The AQuarius water cooled supercomputing system, that uses water cooling in standard Open Compute Project (OCP) racks,will be launched this week in Austin Texas.

The system, shown at DCD Internet in San Francisco in July, is a joint effort by Aquila Group and liquid cooling vendor Clustered Systems. It puts up to 108 servers,  in three separate power zones within a rack which is 48 OU (open units) tall. The liquid cooling happens via a “cold plate” interchange so the water circulation system can be plumbed separately at the rear of the rack. 

Aquila plans a formal unveiling in early January, but the system will be on show today at the Beowulf Bash, an annual party held during the SC15 HPC event in Austin Texas.  

aquila aqauarius ocp liquid cooled rack
AQuarius OCP liquid cooled rack – Aquila

Out of stealth

“Our AQuarius OCP rack is a first of its kind, designed from the ground up for dense data center and HPC computing,” said Bob Bolz, head of HPC and data center business development at Aquila. ”We are aligned with a number of outstanding partners to provide HPC, hyperconverged data center solutions, or bare metal implementations as needed.”    

Aquila teamed with Clustered Systems, which has been working on liquid cooling since 2007, to build a supercomputer in Santa Clara. A prototype will be delivered to Albuquerque New Mexico, in December. The eventual product is now available for sale more widely, from the Aquila Group site.

The system is purpose-built as a bare metal system, suitable for OpenStack cloud use or HPC data center provisioning. It promises a potential (partial) PUE as low as 1.06, with reliability better than 96 percent.

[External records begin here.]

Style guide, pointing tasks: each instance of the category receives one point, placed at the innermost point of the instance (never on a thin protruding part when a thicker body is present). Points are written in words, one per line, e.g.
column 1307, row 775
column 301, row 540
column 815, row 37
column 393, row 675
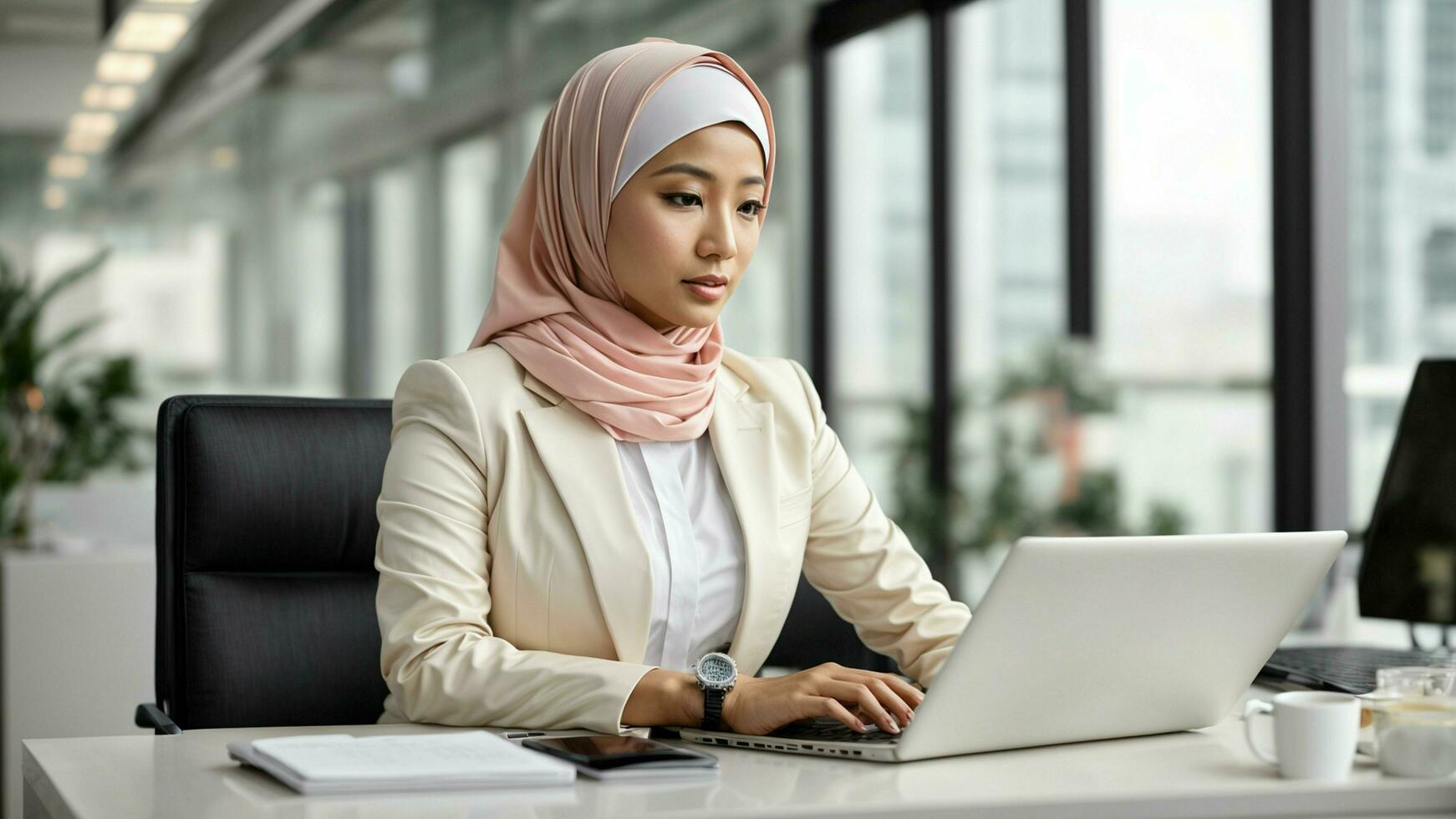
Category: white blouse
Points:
column 692, row 532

The rack includes power conversion form three-phase 48VAC to 12VDC as standard, with Emerson NetSure power conversion to handle a wider variety of AC feeds, so it can be used in various site power plans. 

The TouchIT liquid cooling system keeps the liquid separate from the electronics. Plumbing is at the back of the rack, and heat is transferred by a metal plate. Each blade has a thermal riser, like a heat sink, which makes contact with one side of the plate, while water cools the plate from the other side. 

Aquila believes that air cooling will reach a ceiling soon, and water cooling must be used, allowing the power per CPU to increase from 135W to more than 250W, with 100kW racks enabling data centers with a density of more than 4kW per square foot.